Hannibal Gaddafi, the youngest son of deposed Libyan dictator Muammar Gaddafi, has been released by Lebanon after being detained without trial for about 10 years.
Lebanese authorities arrested Gaddafi, now 49, in 2015 on charges of concealing information about the fate of a Lebanese Shiite cleric who disappeared in Libya in 1978 when he was two years old.
Human rights groups condemned the accusations.
His $900,000 (£682,938) bail had been paid, his lawyer told AFP.
“A 10-year nightmare is over,” Laurent Bayonne said.
A judge in October set bail at $11 million for Gaddafi’s release, but the bail was reduced last week after his lawyers appealed, according to AFP.
Mr Bayon said his client was leaving Lebanon for a “secret” destination.
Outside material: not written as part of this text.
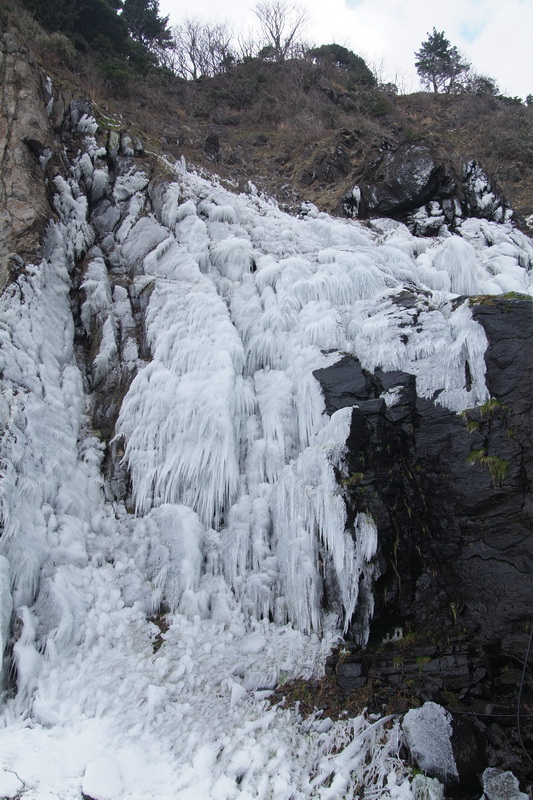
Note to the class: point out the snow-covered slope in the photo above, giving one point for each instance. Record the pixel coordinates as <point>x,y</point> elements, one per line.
<point>234,519</point>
“If Gaddafi could have been arbitrarily detained in Lebanon for 10 years, it was because the judicial system was not independent,” Bayon said, according to AFP.
In 2015, Gaddafi was briefly kidnapped by a Lebanese armed group and then released. He was later detained by Lebanese authorities.
After his father was overthrown and killed by rebels in 2011, he fled to Syria and has since lived under house arrest in Oman with his wife, Aline Skaff.
Before the fall of his father’s regime, Gaddafi was known for his lavish lifestyle.
The disappearance of Shiite cleric Musa al-Sadr from Libya in 1978 has been a source of tension between Libya and Lebanon for decades.
Hannibal Gaddafi was only two years old at the time and did not hold a high position in Libya as an adult.